Calculate the median percent change in dominant arm strength separately for each genotype by modifying the first example above.

# median percent change in dominant arm strength by genotype

Practice problems

These problems may look lengthy at face value, but the calculations are rather brief. A suggestion is: determine which calculations are required for each part and focus on doing those calculations first; then look back over your results to interpret them and answer the prompts.

[L3] Use the census data again from the previous problem set and carry out the following descriptive summaries.
1. Make a histogram of total personal income. Choose the binning so as to capture the shape well but not obscure too much detail. Are there outliers?
2. Compute the mean and five-number summary of total personal income. Which measure of location is most appropriate and why?
3. Compute the interquartile range and standard deviation of total personal income and interpret them in context. Which measure is more appropriate and why?
4. Compute the median total personal income separately for men and women.

[L3] Data from Chen, W., et al., Maternal investment increases with altitude in a frog on the Tibetan Plateau. Journal of Evolutionary Biology 26-12 (2013) includes measurements pertaining to egg clutches of several populations of frog at breeding ponds (sites) in the eastern Tibetan Plateau.
1. How many samples were collected at each site?
2. Compute the frequency distribution of site altitudes among samples collected in the study.
3. Make a barplot of the frequency distribution from (a).
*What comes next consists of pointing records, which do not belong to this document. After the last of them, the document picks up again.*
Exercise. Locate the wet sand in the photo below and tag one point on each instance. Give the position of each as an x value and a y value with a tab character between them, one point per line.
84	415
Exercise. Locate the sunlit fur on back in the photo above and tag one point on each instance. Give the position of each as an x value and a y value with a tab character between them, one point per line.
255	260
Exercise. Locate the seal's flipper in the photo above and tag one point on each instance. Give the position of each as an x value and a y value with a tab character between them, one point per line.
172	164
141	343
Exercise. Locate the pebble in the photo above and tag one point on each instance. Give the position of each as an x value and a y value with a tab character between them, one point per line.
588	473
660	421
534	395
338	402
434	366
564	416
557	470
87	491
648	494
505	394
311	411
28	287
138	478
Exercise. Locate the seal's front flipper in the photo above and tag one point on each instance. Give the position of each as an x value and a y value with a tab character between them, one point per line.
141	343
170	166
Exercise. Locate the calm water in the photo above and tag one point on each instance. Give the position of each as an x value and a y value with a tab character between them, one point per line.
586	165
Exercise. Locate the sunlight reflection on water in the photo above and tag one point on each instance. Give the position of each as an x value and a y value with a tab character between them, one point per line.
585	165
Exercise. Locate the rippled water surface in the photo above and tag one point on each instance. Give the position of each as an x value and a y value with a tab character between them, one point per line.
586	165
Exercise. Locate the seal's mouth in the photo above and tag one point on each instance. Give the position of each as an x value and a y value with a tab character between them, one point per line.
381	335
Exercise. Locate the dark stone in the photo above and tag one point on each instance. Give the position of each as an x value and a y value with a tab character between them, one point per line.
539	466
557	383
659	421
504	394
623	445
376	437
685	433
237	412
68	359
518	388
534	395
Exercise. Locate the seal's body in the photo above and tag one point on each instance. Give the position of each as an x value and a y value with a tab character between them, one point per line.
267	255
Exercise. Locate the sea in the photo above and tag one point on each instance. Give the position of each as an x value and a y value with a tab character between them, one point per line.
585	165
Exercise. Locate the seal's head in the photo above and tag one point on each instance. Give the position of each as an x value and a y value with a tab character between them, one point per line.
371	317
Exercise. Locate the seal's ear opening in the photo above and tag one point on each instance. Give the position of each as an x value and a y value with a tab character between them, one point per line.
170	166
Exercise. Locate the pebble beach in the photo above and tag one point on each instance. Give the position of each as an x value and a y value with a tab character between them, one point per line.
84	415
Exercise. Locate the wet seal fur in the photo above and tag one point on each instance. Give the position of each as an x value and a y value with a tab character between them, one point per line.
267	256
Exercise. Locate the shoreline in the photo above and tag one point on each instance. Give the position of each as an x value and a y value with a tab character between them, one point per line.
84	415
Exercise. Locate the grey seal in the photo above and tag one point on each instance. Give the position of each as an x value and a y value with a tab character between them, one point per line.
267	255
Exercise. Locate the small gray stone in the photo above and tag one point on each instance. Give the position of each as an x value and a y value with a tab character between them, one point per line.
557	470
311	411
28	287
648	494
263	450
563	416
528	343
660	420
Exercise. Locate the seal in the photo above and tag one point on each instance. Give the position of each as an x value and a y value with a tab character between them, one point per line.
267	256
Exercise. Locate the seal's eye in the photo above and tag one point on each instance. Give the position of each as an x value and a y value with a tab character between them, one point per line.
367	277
Are samples collected more or less uniformily across altitudes? If not, which altitudes are most represented in the sample?
4. Make a histogram of clutch volumes. Describe the shape and number of modes.
5. Calculate the mean and five-number summary of clutch volume.
6. Calculate and interpret the standard deviation, variance, and interquartile range.
7. Calculate the average clutch volume separately for each altitude. Does average clutch volume seem to differ by altitude?
8. [optional] Devise a way to calculate the average absolute deviation.